Related papers: Benchmarking LLMs for Optimization Modeling and Enhancing Reasoning via Reverse Socratic Synthesis

Benchmarking LLMs for Optimization Modeling and Enhancing Reasoning via Reverse Socratic Synthesis

URL: http://arxiv.org/abs/2407.09887v1
Date: Sat, 13 Jul 2024 13:27:57 GMT
Title: Benchmarking LLMs for Optimization Modeling and Enhancing Reasoning via Reverse Socratic Synthesis
Authors: Zhicheng Yang, Yinya Huang, Wei Shi, Liang Feng, Linqi Song, Yiwei Wang, Xiaodan Liang, Jing Tang,
Abstract summary: Large language models (LLMs) have exhibited their problem-solving ability in mathematical reasoning. We propose E-OPT, a benchmark for end-to-end optimization problem-solving with human-readable inputs and outputs.
Score: 60.23133327001978
License: http://creativecommons.org/licenses/by-nc-sa/4.0/
Abstract: Large language models (LLMs) have exhibited their problem-solving ability in mathematical reasoning. Solving realistic optimization (OPT) problems in industrial application scenarios requires advanced and applied math ability. However, current OPT benchmarks that merely solve linear programming are far from complex realistic situations. In this work, we propose E-OPT, a benchmark for end-to-end optimization problem-solving with human-readable inputs and outputs. E-OPT contains rich optimization problems, including linear/nonlinear programming with/without table data, which can comprehensively evaluate LLMs' solving ability.
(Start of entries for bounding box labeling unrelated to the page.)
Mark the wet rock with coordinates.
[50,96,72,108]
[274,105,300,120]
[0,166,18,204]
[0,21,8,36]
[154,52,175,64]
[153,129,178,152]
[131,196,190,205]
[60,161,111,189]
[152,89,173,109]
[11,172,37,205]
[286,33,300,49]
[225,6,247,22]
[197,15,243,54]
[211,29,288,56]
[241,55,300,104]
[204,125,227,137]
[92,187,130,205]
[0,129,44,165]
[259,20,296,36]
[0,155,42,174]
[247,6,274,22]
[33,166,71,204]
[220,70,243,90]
In our benchmark, LLMs are required to correctly understand the problem in E-OPT and call code solver to get precise numerical answers. Furthermore, to alleviate the data scarcity for optimization problems, and to bridge the gap between open-source LLMs on a small scale (e.g., Llama-2-7b and Llama-3-8b) and closed-source LLMs (e.g., GPT-4), we further propose a novel data synthesis method namely ReSocratic. Unlike general data synthesis methods that proceed from questions to answers, ReSocratic first incrementally synthesizes optimization scenarios with mathematical formulations step by step and then back-translates the generated scenarios into questions. In such a way, we construct the ReSocratic-29k dataset from a small seed sample pool with the powerful open-source large model DeepSeek-V2. To demonstrate the effectiveness of ReSocratic, we conduct supervised fine-tuning with ReSocratic-29k on multiple open-source models. The results show that Llama3-8b is significantly improved from 13.6% to 51.7% on E-OPT, while DeepSeek-V2 reaches 61.0%, approaching 65.5% of GPT-4.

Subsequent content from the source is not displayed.